The Edge is hardly the only architectural thriller in the United States. Several wild designs have popped up on skyscrapers in recent years, from a glass elevator in Chicago to a glass slide in L.A. Each seems custom-designed to make architecture as gut-sinking as a roller coaster. (Whether they are “essential” to the urban landscape is another conversation.)

“We [wanted this sub deck] to be something that you could see in the skyline and would actually be an attractor [for tourists],” says Marianne Kwok, director at KPF, the firm that designed 30 Hudson Yards (including Edge). “As great as I think the observation decks are around the city, they are a part of the building, and you’re standing on top. Here, we wanted the experience to really be dramatic.” So they decided to create an observation deck that juts out over the side of the building.

Initially, developers thought the observation deck could be a terrace, or perhaps an offshoot of one of the other floors. But the Edge is a design element unto itself—made up of 15 individual sections, linked and anchored to the building’s east and south exterior walls—creating an angular silhouette off of the preexisting tower. It’s as if 30 Hudson Yards is a tree that has sprouted a 7,500-square-foot branch.

[Photo: courtesy Related-Oxford]

It’s also a feat of engineering. At 765,000 pounds, the deck’s stone floor can support roughly 800 visitors at once. The designers had to take natural elements—like wind uplift—into account when considering how to engineer the walls and deck that would hold people safely in the air.

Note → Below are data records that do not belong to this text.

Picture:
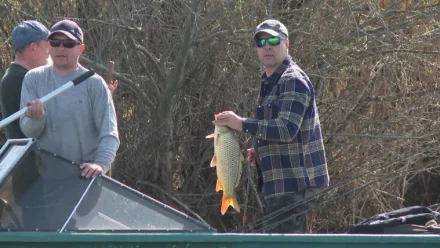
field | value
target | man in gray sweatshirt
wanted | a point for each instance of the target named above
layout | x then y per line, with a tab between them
81	123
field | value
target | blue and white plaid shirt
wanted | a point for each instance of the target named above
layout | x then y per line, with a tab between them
287	132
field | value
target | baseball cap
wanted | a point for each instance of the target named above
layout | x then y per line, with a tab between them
272	27
68	28
27	32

Guests can view the city from the Edge’s south side, and the cantilever configuration allows people to look north as well.

[Photo: courtesy Related-Oxford]
The broader Hudson Yards development has beenendlessly criticizedfor its $25 billion price tag and shameless attempt to cater to the city’s ultra rich. The Edge fits squarely in this tradition, equal parts tourist-trap and Instagram-post worthy. “When we designed the guard rail, we really wanted to have no metal, so we have as little metal as possible,” Kwok says. “All of those glass pieces are slightly held apart so there’s enough space for a mobile phone camera to take a clear view . . . just enough so someone could put a camera through those cracks of glass.” The photo-friendly glass walls are 9 feet tall, and angled slightly for the daredevil who’d like to lean against them. Adds Kwok: “We also wanted the glass to be as clear as possible so in the skyline at a distance, there’s this idea that you would see people floating on this platform because you don’t really see the glass at all.”

The Edge is open every day, year-round, from 8 a.m. to midnight. Tickets are now on sale through the Edge deck’s website. They are $36 for adults, $31 for kids, and $34 for seniors and New York residents.